South Dakota will be the first state to have such a law on the books if approved by Republican Gov. Dennis Daugaard.
On Feb. 16, the state Senate passed the so-called transgender bathroom bill by a vote of 20 to 15, Keloland reports. If signed into law by Daugaard, the legislation would require that transgender teenagers use public school bathrooms and locker rooms based on their biological bodies.

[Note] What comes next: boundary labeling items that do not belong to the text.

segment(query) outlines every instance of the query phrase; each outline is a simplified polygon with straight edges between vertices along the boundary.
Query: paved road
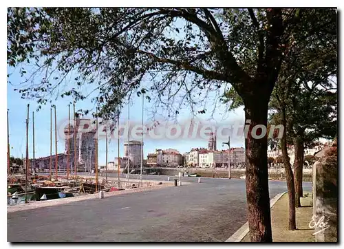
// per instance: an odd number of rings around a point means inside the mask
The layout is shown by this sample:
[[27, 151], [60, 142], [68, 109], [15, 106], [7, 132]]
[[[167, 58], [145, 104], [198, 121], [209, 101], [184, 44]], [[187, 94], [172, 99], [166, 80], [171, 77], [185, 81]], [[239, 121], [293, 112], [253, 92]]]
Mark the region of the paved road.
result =
[[[184, 182], [197, 180], [184, 178]], [[224, 241], [247, 220], [245, 181], [202, 180], [200, 184], [10, 213], [8, 241]], [[303, 185], [305, 191], [311, 190], [310, 183]], [[270, 197], [286, 190], [286, 182], [270, 182]]]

If transgender students want to use a private facility, they would have to file a request with their school district, according to the Argus Leader.
Family Heritage Alliance Action, a conservative Christian group, celebrated the vote.
“This is such the right thing to do to protect all of our students,” FHAA spokesman Dale Bartscher told the Argus Leader. “It’s a privacy bill, it’s a modesty bill, it’s sensible South Dakota common sense.”
Human Rights Campaign, an LGBT advocacy group, slammed the vote, stating that the bill targets vulnerable teenagers.
“History has never looked kindly upon those who attack the basic civil rights of their fellow Americans, and history will not treat kindly those who support this discriminatory measure,” HRC president Chad Griffin said in a statement, according to CBS News.
The bill was created by Republican State Rep. Fred Deutsch, who has stated that his intention is to preserve privacy. The bill is also a defiant rebuke of the federal government’s Title IX regulation demanding that transgender students be accommodated.
During the Senate debate over the legislation, Democratic State Sen. Troy Heinert criticized the precedent that the bill would set.
“When does the discrimination stop?” Heinert said, according to the Argus Leader.
“We’re going to tread down a very serious path,” he added.
Republican State Sen. David Omdahl candidly responded to a critic of the bill at an event.
“I’m sorry if you’re so twisted you don’t know who you are,” Omdahl said, according to CBS News. “I’m telling you right now, it’s about protecting the kids, and I don’t even understand where our society is these days.”
The fate of the bill rests on Daugaard, who has reportedly never met a transgender person.
The Center for Equality sent the governor a letter inviting him to meet transgender youth in the state in order "to learn more about the transgender community and to meet a few transgender Dakotans," Keloland reports.
The group’s president, Thomas Christiansen, is concerned about a potential increase in bullying if the bill passes.
“It’s going to affect suicide statistics,” Christiansen told Keloland. “People are going to lose their lives over these bills that are coming out.”